La Grecia prova a evitare il fallimento
Sono ripresi oggi i negoziati del governo con i creditori privati del paese: il prossimo 20 marzo scadranno 14,5 miliardi di euro di titoli di stato
Oggi ricominciano i negoziati tra il governo greco e i creditori privati per provare a trovare un accordo su una cosiddetta “ristrutturazione” del debito pubblico greco, una mossa che è indispensabile per evitare che lo stato colpito dalla crisi debba dichiarare il fallimento (in inglese default).
L’obbiettivo è trovare un accordo con i creditori, che dovrebbero accettare di scambiare i titoli di stato in loro possesso con altri a condizioni per loro più sfavorevoli (il cosiddetto haircut): a scadenza molto rinviata, probabilmente a 20 o 30 anni, e con un valore nominale molto diminuito, probabilmente della metà, con l’obbiettivo per il governo ridurre il peso del debito pubblico al 120% del PIL entro il 2020. Gli investitori, in cambio, potrebbero ottenere in tempi molto brevi un totale di circa 30 miliardi di euro da parte del governo greco, e avrebbero l’interesse a sottoscrivere l’accordo è che in caso di default riceverebbero molto di meno o nulla. Il punto principale di cui si discute sono gli interessi che saranno garantiti dai nuovi titoli di stato, che il governo greco vorrebbe mantenere il più basso possibile mentre gli investitori cercano di alzare.
Il 20 marzo 2012, infatti, il governo greco dovrà affrontare la scadenza di 14,4 miliardi di euro di titoli di stato, e secondo gli esperti non sarà in grado di trovare il denaro, dato che una stima del Fondo Monetario Internazionale indicava che a ottobre il ministero delle finanze aveva in cassa solo 11 miliardi di euro. Già a novembre dello scorso anno, il governo aveva avviato una trattativa con 32 creditori privati (riuniti nella sigla Private Sector Involvement), come le banche e i grandi fondi di investimento, che possiedono in totale circa 200 miliardi di euro di titoli di stato greci (il cui valore totale in circolazione è di più di 350 miliardi). Al negoziato partecipano anche il fondo monetario internazionale e l’Unione Europea. Al successo dei negoziati con il settore privato, infatti, è subordinato il nuovo prestito di 130 miliardi di euro dell’UE alla Grecia, secondo quanto era stato stabilito nell’accordo di Bruxelles del 27 ottobre scorso.

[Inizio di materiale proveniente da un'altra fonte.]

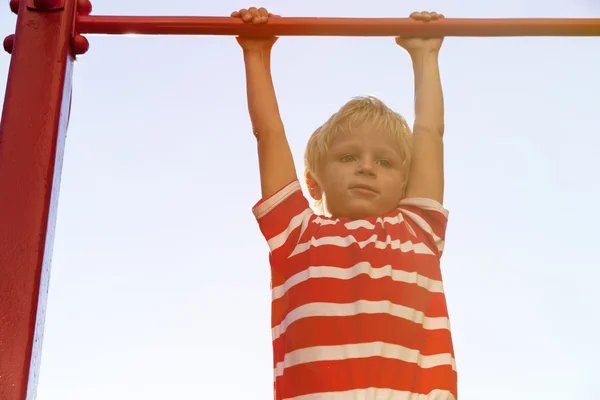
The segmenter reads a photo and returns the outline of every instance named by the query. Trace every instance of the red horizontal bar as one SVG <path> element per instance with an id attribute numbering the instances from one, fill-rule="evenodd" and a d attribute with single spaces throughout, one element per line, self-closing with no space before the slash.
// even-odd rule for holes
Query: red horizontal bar
<path id="1" fill-rule="evenodd" d="M 79 16 L 78 33 L 226 36 L 600 36 L 600 19 L 276 18 Z"/>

Il 13 gennaio i negoziati si erano interrotti, per riprendere solo oggi con la presenza del primo ministro greco Lucas Papademos e del ministro delle finanze Evangelos Venizelos. Papademos si è detto fiducioso che i negoziati si concluderanno positivamente entro le prossime due o tre settimane.
Se non si raggiungerà un accordo “volontario”, ovvero sottoscritto con l’accordo degli investitori, il governo sarà costretto a dichiarare unilateralmente di non essere in grado di ripagare i propri debiti: si tratterebbe di un cosiddetto “default disordinato”. In quel caso, le conseguenze sarebbero molto probabilmente pesanti per l’intero settore finanziario, dato che entrerebbe in gioco un tipo di strumento finanziario chiamato credit default swap: una sorta di “assicurazione” contro il fallimento di un debitore (in questo caso uno stato) che ripaga chi li sottoscrive solo in caso di mancato pagamento del prestito. Quando la banca statunitense Lehman Brothers fallì nel 2008, molti investitori ebbero paura che il pagamento di tutti i 400 miliardi di CDS legati alla banca avrebbe avuto effetti drammatici sul mercato. Ma le norme che regolano i CDS sono complesse, dipendendo dal “modo” in cui il debitore fallisce, e solo una frazione di quella cifra venne effettivamente pagata.